Controls tool call limits and deduplication inside SARA's LangGraph analysis loop. Not needed outside SARA.

Tool	Limit
pythonnet_load_binary	1 per session
pythonnet_list_all_classes	3 + lock_clears
pythonnet_list_all_methods	3 + lock_clears
pythonnet_list_all_methods_inside_class	20 + (lock_clears × 5)
pythonnet_decompile_class	50 + (lock_clears × 10)
pythonnet_decompile_method	unlimited
pythonnet_rename_class	20 + lock_clears
pythonnet_rename_method	50 + (lock_clears × 10)

lock_clears is incremented by SARA's loop when it detects the LLM is stuck, progressively relaxing limits.

Registration in SARA

In core/services_registry.py:

def _make_pythonnet_toolset(session_id: str):
    from services.pythonnet.tools import PythonnetToolRegistry
    return PythonnetToolRegistry(session_id=session_id)

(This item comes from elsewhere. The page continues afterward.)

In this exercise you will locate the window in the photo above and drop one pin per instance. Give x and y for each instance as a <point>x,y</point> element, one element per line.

SERVICE_FACTORIES["pythonnet"] = _make_pythonnet_toolset

PIPELINES["pythonnet"] = {
    "name": "Pythonnet",
    "description": ".NET assembly decompilation and patching",
    "supported_formats": ["EXE", "DLL", ".NET"],
    "capabilities": ["decompile", "patch", "rename"],
    "services": ["pythonnet"],
    "available": _pythonnet_available,
    "loader_tool": "pythonnet_load_binary",
}

Volume layout in SARA

When running inside SARA's docker-compose-sara-dev.yml:

• /data/samples is mounted read-only in the pythonnet-mcp container. The server never writes there.
• All write operations (working copies, patched binaries, extracted resources) go to /data/pythonnet_projects/{analysis_id}/.

---

License

The Python source files in this project are released under the MIT License — see LICENSE.

The bundled .NET assemblies in dll/ are subject to their own licenses — see the Dependencies section above, in particular the GPL-3.0 notice for the dnSpy assemblies.